La seconda opera, invece, scritta dopo la morte di Claudio, costituisce e una condanna del modo tirannico di gestire il potere; nell'aldilà, infatti, quest'ultimo viene giudicato da Augusto, il che dimostra la predilezione di Seneca per un ritorno ai valori della prima età dell'impero, intonata alla moderazione ed alla tolleranza. D'altra parte, però, Nerone viene presentato come colui che saprà realizzare nella vita dell'impero una nuova età dell'oro; ciò viene sia considerato come un omaggio servile nei confronti del nuovo imperatore, del quale Seneca cerca di ottenere la benevolenza, sia come un augurio di una nuova età politica fondata sui principi della moderazione, della tolleranza e della libertà. Un'altra opera fondamentale nell'ambito del pensiero politico di Seneca è sicuramente, come si è detto, il De clementia, in cui l'autore ci presenta il frutto più maturo delle sue riflessioni politiche; egli non affronta il tema se il principato sia o meno la forma di governo più adatta, ma si limita ad consigliare all'imperatore, Nerone, il modo migliore per amministrare il suo potere, teorizzando ed esaltando una forma di monarchia che potrebbe essere definita "illuminata". Egli consiglia di fondare la propria condotta politica sulla clementia, se vuole essere un rex iustus. Essa non è la generica bontà o moderazione, ma un consapevole e illuminato atteggiamento politico; essa consiste in un'autolimitazione, da parte dell'imperatore, del proprio potere.

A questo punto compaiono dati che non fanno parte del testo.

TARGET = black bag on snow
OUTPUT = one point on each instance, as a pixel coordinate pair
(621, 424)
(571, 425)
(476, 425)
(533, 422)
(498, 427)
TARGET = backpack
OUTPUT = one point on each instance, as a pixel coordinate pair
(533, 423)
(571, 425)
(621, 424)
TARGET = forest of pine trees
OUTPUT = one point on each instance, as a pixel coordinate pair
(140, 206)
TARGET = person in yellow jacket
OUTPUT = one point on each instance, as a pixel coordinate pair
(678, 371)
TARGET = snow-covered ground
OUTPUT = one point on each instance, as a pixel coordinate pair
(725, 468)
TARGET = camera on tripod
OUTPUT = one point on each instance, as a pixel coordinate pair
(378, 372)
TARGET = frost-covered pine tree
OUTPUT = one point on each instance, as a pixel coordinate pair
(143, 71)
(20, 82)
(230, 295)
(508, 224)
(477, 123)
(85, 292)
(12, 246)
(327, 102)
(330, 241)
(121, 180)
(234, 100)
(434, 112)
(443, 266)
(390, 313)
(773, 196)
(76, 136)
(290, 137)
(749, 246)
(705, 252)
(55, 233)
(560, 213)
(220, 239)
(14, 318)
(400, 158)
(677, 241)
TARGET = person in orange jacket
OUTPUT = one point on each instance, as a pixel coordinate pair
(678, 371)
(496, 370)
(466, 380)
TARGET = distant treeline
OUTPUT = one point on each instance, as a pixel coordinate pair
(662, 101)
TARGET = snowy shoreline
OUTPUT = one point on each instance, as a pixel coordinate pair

Tale forma di autocontrollo produce un miglioramento nei rapporti del sovrano con i sudditi, permettendo di ottenere la simpatia della gente e la pax sociale. La clementia, quindi, viene vista come l'unico antidoto alla nascita di un potere tirannico, un dono del principe per i suoi sudditi, nei confronti dei quali si comporta come un padre affettuoso, reputando il suo potere come un peso da sopportare, spendendo la sua vita nell'esclusivi interesse delle stato. Per fare in modo che la clementia diventi una componente basilare del mondo morale del principe, la sua educazione deve essere affidata alla figura del filosofo, considerato da Seneca un "forgiatore di coscienze".

Soltanto attraverso questo tipo di gestione del potere, quindi, poteva essere garantita la  presenza di una società liberale e non oppressiva della libertà del cittadino, sebbene fosse retta da un potere di tipo assolutistico.